Federal prosecutors on Monday asked a judge in the case against Trump’s confidante Roger Stone, to sentence Stone for 7-9 years. Stone was convicted on 7 felony charges of trying to obstruct Congress’ investigations into Trump. But after Trump denounced his friend’s possible sentencing as “horrible and very unfair,” and a “miscarriage of justice!” the DOJ backed off from its own initial recommendation of 7-9 years of prison. The move once more confirms that under Attorney General Barr, the Justice Department has turned into what is essentially a publicly-funded private law firm whose sole client is the President.

Also doing the President’s bidding on immigration, the DOJ this week filed lawsuits against jurisdictions using the term “sanctuary including the state of New Jersey and a County in Washington state. Sanctuary cities and states have law enforcement who refuse cooperation with federal immigration enforcement citing issues of public safety and trust. In a speech to the National Sheriffs’ Association on Monday Barr announced the suits.  The move comes a week after the Department of Homeland Security prevented New York’s residents from enrolling in a program like Global Entry that help speed up travel times. DHS’s reasoning was based on New York’s sanctuary status. According to the Wall Street Journal, “Senior Homeland Security officials made clear that, should more states adopt similar policies, they would face similar consequences.”

In financial news, a district court judge has approved a massive telecom merger between Sprint and T-Mobile, rejecting a lawsuit brought by Attorneys General of 13 states and the District of Columbia. The judge’s decision affirms an earlier ruling by the DOJ and the Federal Communications Commission to approve the mega-merger of the two companies who would have a whopping 100 million customers together. The New York Times explained that opposition to the merger was based on the fact that, “the combination of T-Mobile and Sprint would reduce competition in the telecommunications industry, lead to higher cellphone bills and place a financial burden on lower-income customers. Once the merger is complete, the great majority of the nation’s wireless users would become customers of three major providers.”

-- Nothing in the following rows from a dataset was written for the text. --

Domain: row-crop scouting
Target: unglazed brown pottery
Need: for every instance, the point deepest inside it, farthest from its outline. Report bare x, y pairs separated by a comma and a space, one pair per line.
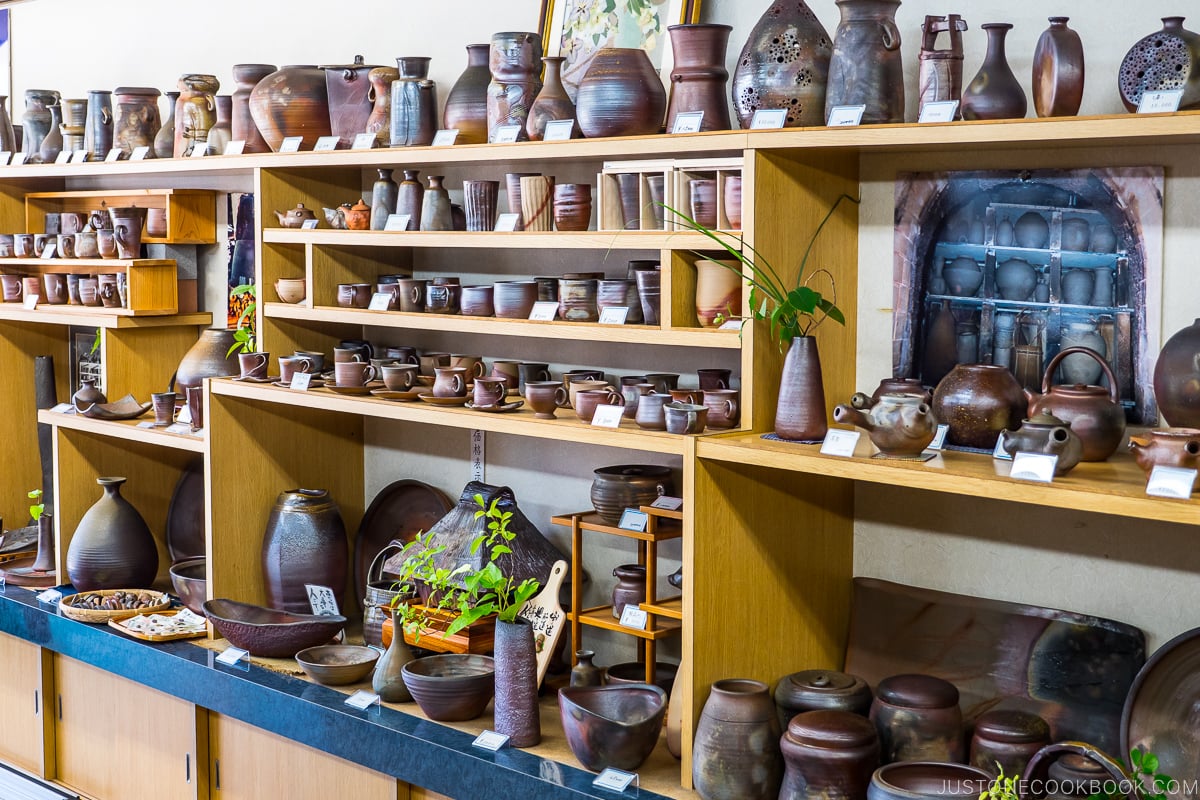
621, 95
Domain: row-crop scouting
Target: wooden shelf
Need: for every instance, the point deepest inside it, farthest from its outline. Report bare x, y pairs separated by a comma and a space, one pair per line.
1115, 487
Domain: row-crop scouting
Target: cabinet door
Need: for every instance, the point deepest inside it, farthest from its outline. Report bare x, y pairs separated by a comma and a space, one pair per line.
22, 740
117, 739
253, 764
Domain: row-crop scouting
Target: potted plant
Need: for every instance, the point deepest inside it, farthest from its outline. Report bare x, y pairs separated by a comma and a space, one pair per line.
793, 313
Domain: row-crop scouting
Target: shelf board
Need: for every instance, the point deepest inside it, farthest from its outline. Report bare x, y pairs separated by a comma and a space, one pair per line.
499, 239
126, 429
1115, 487
705, 337
567, 427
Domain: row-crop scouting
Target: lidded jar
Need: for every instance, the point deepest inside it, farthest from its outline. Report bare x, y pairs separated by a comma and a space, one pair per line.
918, 720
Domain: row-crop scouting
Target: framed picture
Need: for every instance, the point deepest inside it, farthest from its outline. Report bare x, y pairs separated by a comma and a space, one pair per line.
576, 29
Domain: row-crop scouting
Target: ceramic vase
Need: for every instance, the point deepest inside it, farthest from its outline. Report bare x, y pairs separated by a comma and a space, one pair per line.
995, 92
467, 102
112, 546
699, 77
784, 64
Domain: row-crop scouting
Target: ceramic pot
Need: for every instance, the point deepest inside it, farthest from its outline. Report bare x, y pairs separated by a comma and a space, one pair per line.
514, 60
736, 749
552, 102
784, 64
699, 76
978, 401
621, 95
112, 546
305, 542
292, 101
467, 102
865, 67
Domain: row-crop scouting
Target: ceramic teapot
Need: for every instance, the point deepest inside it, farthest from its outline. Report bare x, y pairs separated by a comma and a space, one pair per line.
899, 425
1095, 413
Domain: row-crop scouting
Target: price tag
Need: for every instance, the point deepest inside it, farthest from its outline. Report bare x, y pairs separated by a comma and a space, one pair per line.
767, 119
505, 133
839, 443
613, 316
634, 617
322, 599
845, 115
397, 222
607, 416
688, 122
1161, 102
942, 110
558, 131
616, 780
508, 221
1033, 467
363, 699
1171, 482
634, 519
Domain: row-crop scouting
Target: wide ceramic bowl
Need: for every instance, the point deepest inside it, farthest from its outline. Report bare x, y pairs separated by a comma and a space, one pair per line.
451, 687
612, 726
336, 665
191, 583
269, 632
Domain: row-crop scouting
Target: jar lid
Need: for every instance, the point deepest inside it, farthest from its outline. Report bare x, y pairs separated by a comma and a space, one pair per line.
917, 692
832, 729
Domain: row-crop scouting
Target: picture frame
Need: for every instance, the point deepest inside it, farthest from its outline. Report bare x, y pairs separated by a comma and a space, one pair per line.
576, 29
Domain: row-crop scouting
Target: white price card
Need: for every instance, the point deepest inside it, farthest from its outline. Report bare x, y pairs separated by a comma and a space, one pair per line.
688, 122
839, 443
1171, 482
941, 110
544, 311
507, 133
558, 131
490, 740
322, 600
767, 119
607, 416
508, 222
1033, 467
634, 617
1161, 102
397, 222
845, 115
634, 519
613, 316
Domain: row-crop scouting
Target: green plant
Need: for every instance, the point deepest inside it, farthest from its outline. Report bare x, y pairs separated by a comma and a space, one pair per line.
791, 311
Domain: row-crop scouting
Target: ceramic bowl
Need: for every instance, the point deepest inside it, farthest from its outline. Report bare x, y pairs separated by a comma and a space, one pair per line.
451, 687
612, 726
191, 583
269, 632
336, 665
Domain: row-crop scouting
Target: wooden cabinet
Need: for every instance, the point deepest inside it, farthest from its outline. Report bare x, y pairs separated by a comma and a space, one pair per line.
118, 739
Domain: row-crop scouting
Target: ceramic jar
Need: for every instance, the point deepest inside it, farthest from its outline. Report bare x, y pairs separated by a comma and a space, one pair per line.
112, 546
621, 95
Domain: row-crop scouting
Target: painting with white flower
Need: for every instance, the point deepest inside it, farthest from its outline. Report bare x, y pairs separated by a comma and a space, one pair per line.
577, 29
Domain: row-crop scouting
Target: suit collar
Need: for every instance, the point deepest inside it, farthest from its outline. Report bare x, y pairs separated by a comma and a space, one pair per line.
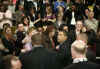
77, 60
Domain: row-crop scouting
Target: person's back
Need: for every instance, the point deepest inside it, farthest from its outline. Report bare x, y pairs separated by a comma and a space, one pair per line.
83, 65
80, 61
39, 57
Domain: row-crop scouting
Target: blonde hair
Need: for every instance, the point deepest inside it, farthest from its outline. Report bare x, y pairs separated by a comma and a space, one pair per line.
79, 46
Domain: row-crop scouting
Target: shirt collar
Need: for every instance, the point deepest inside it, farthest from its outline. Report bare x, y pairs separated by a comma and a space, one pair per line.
77, 60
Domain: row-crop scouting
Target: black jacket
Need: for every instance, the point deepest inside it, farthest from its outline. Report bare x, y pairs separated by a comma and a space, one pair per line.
40, 58
83, 65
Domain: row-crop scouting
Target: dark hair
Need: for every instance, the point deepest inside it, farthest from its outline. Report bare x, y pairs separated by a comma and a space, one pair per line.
6, 62
37, 39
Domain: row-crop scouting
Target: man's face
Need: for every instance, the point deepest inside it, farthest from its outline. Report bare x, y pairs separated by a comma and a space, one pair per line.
79, 25
16, 64
61, 37
20, 27
8, 31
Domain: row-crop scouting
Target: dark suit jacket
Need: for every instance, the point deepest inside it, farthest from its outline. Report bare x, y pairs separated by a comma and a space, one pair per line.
83, 65
65, 52
40, 58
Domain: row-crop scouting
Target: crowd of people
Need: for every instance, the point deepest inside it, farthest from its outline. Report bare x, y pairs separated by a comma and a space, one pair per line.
49, 34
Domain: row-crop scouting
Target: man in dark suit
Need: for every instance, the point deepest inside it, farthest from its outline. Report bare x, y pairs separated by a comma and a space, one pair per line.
39, 57
64, 47
78, 51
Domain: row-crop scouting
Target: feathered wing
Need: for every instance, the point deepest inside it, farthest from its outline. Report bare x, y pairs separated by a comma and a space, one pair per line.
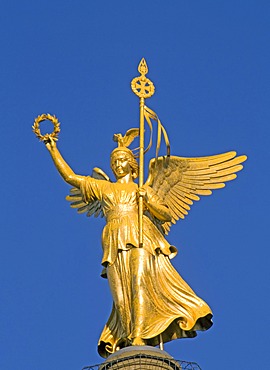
93, 207
179, 181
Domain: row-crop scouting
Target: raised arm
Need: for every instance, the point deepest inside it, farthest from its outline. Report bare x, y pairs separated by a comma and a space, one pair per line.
63, 168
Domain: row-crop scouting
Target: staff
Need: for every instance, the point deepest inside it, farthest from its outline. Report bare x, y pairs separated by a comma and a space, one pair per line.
143, 88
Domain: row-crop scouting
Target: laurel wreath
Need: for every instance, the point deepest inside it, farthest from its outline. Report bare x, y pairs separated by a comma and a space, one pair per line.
52, 135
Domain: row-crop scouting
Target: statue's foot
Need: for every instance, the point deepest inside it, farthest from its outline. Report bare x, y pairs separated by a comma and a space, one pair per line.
138, 342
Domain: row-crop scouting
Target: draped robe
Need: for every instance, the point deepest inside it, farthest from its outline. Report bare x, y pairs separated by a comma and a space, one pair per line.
150, 298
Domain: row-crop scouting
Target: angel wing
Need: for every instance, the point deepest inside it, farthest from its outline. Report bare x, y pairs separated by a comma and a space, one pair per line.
94, 206
179, 181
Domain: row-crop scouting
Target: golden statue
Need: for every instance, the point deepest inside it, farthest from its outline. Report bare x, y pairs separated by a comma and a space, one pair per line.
152, 304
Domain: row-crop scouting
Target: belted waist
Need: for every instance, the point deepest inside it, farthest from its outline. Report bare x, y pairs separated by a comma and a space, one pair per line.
121, 210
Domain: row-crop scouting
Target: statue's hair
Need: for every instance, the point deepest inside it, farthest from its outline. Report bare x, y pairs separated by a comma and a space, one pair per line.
131, 159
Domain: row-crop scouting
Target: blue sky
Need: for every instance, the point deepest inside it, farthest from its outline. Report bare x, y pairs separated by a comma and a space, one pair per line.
209, 61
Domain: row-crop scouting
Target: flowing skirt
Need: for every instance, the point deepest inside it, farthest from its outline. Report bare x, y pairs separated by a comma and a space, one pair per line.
150, 299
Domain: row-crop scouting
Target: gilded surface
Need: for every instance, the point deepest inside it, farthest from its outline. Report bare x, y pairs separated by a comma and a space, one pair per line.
152, 304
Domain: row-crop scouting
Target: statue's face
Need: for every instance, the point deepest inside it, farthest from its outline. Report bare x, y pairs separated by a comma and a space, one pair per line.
120, 165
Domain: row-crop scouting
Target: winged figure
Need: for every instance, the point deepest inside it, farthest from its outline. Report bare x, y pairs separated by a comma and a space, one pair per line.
151, 301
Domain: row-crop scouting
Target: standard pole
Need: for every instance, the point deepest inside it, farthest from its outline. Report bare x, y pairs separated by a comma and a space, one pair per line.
141, 171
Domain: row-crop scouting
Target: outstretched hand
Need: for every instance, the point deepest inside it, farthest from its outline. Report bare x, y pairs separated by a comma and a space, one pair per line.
142, 192
50, 143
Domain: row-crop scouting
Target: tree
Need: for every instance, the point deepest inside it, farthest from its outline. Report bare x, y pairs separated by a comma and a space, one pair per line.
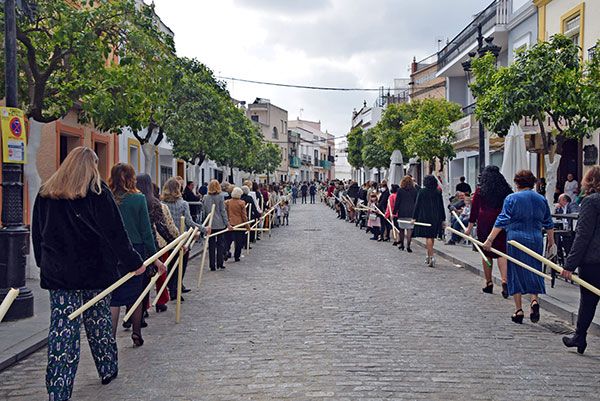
61, 53
374, 154
547, 83
428, 134
355, 147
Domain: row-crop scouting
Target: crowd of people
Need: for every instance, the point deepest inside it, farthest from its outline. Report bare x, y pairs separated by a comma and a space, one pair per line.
87, 234
494, 214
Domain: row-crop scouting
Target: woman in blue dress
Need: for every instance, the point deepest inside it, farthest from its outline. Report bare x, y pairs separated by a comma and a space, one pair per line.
524, 214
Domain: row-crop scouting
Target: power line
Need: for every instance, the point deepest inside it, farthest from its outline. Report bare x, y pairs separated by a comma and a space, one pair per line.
322, 88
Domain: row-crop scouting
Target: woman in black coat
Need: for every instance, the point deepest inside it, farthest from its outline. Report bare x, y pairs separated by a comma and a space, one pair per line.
429, 208
78, 240
585, 256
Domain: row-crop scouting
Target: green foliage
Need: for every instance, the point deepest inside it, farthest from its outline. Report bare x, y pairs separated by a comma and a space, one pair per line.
428, 134
374, 155
355, 146
63, 51
547, 80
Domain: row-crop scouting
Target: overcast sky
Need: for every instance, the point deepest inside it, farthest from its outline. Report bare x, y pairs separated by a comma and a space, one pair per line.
346, 43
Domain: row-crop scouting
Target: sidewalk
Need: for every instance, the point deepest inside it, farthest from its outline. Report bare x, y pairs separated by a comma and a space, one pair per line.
562, 300
20, 338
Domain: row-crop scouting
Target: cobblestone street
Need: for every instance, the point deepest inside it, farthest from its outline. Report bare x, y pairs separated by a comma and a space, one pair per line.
319, 311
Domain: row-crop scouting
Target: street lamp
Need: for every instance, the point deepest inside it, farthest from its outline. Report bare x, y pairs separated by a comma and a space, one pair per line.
484, 46
13, 234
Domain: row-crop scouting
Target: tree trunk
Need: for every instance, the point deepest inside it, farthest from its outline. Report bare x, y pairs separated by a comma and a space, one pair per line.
149, 151
34, 182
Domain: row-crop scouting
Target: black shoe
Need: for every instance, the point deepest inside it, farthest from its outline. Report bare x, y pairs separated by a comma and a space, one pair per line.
110, 378
535, 312
504, 290
576, 341
518, 317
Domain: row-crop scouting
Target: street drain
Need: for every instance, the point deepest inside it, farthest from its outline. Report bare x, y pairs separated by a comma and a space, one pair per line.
557, 328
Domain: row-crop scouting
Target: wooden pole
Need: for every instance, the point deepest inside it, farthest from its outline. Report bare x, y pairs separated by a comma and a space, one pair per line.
554, 266
179, 274
10, 297
205, 251
499, 253
124, 279
156, 276
485, 258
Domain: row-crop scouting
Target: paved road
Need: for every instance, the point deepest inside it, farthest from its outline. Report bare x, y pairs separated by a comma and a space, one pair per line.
320, 312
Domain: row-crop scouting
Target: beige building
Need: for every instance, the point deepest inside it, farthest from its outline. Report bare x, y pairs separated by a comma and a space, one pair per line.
273, 122
578, 20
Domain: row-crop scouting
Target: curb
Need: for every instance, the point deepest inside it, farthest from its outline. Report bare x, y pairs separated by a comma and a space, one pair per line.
547, 302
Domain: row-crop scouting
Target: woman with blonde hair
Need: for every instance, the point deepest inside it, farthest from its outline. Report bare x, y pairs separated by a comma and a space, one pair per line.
78, 237
216, 244
134, 211
584, 256
172, 197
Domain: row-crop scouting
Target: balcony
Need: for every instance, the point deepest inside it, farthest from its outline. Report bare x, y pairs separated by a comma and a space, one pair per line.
326, 164
295, 162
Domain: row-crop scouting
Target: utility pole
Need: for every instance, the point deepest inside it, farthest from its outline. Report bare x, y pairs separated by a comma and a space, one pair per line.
13, 234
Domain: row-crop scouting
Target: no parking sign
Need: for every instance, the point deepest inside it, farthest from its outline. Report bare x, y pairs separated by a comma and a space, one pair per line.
14, 137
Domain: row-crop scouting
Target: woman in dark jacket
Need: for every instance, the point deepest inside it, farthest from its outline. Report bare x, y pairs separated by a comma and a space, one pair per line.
486, 205
78, 238
429, 208
585, 256
403, 209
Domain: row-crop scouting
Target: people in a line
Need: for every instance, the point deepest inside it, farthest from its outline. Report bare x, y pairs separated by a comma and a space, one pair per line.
403, 208
429, 208
462, 186
216, 244
524, 214
585, 257
382, 204
189, 195
172, 197
75, 207
236, 213
134, 211
571, 187
312, 191
486, 205
163, 229
304, 191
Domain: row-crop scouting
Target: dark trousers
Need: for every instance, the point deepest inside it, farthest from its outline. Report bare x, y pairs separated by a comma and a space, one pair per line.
239, 237
172, 285
216, 247
588, 300
64, 336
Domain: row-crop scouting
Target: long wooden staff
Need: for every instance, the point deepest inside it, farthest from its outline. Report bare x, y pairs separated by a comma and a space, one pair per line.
554, 266
485, 258
186, 243
234, 227
124, 279
156, 276
205, 251
497, 252
10, 297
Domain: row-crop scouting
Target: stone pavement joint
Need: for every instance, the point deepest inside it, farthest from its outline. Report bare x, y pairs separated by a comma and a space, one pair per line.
313, 315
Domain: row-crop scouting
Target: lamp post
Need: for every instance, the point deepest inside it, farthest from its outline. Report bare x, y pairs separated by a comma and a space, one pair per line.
484, 46
13, 234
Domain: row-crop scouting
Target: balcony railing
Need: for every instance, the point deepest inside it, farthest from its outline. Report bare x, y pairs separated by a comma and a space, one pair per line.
295, 162
487, 19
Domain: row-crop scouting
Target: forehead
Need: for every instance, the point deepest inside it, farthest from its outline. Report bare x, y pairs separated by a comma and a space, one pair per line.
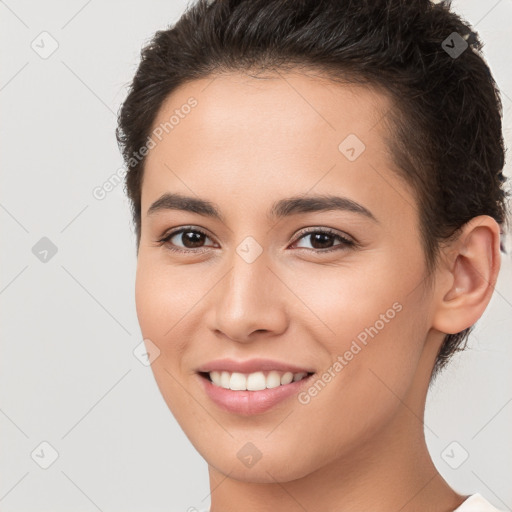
277, 135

A new United Nations report has laid out in clear terms that massive global inequality is threatening democracies all over the world. The report cites known solutions to the problems such as strengthening safety nets, redistributing wealth, and protecting workers, but that governments have failed to make the necessary changes. In what is a damning indictment of capitalism, the UN report cites that even those in the top tiers of society will eventually lose out. In its assessment of the report, the Washington Post explained it this way: “In the end, the trouble with capitalism may be that eventually you run out of other people’s money.”

And finally, one of the many democracies under threat is India where Prime Minister Narendra Modi’s government has been accused of using nationalist Hindu-supremacist ideology to foment sectarian violence. Modi’s party the BJP, just suffered a major loss in legislative elections in the capital New Delhi. The results are a backlash against a new citizenship law proposed by Modi and his party that appears designed to disenfranchise non-Hindus.